When asked about estimates of customers not being able to afford paying their bills and what projections Ofgem has made, it said it monitors bad debt levels with suppliers and this is currently estimated at £1.3bn, which is significantly higher than last year’s figures and “ will undoubtedly go up”

Disproportionate direct debit hikes

Asked if Ofgem is ‘on the side of consumers’ particularly when it comes to customers having had their direct debits hiked “well in excess of what was required”, Ofgem said if it sees that direct debits have been unfairly taken, then it will take enforcement action against those companies.

“We will be expecting those companies to return that money to customers. Equally, we will be considering whether we need to go further than that and apply fines,” Brearley said.

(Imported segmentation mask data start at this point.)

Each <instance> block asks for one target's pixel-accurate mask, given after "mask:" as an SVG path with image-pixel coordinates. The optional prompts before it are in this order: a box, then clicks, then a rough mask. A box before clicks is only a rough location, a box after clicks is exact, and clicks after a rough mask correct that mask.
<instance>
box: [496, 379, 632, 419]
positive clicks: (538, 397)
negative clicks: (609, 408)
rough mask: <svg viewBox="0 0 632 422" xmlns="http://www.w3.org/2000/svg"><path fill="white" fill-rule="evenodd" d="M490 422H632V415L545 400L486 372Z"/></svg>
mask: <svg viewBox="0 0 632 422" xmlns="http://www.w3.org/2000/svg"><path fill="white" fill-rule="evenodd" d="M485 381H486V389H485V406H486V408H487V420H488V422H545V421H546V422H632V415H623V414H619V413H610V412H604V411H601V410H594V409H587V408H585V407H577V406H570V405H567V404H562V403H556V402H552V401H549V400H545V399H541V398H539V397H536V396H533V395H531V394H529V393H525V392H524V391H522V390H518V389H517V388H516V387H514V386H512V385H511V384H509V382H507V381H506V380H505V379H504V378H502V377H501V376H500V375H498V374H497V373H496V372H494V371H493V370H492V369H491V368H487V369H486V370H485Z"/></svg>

Extra £18.3bn on energy costs

Laura Suter, head of personal finance at AJ Bell, said: “The price cap increase in October is now expected to lump another £800 onto the average annual household bills – another leap in costs for many households. Around 22 million people are now on the price cap tariff – double the number this time last year. The additional £830 on the average bill means the nation will be paying an extra £18.3bn for their energy costs from October.

“The hike is even more stark when we consider that in September last year the average bill was £1,138 – an amount that seemed a lot at the time but has been eclipsed now. It means the average household will have to find an extra £1,662 just to pay for the same energy to heat their homes or cook their food over the past year.”

Suter added that for most households, they have no other option as fixed rate deals are far higher than October’s price cap rate, and given that Ofgem plans to move to quarterly energy price cap updates, many will need to brace for another potential increase in January 2023.

On price cap changes, Brearley said: “The changes you make to the frequency of the price cap don’t change the amount people pay for their energy overall. So that needs to be paid for over the course of the year anyway.”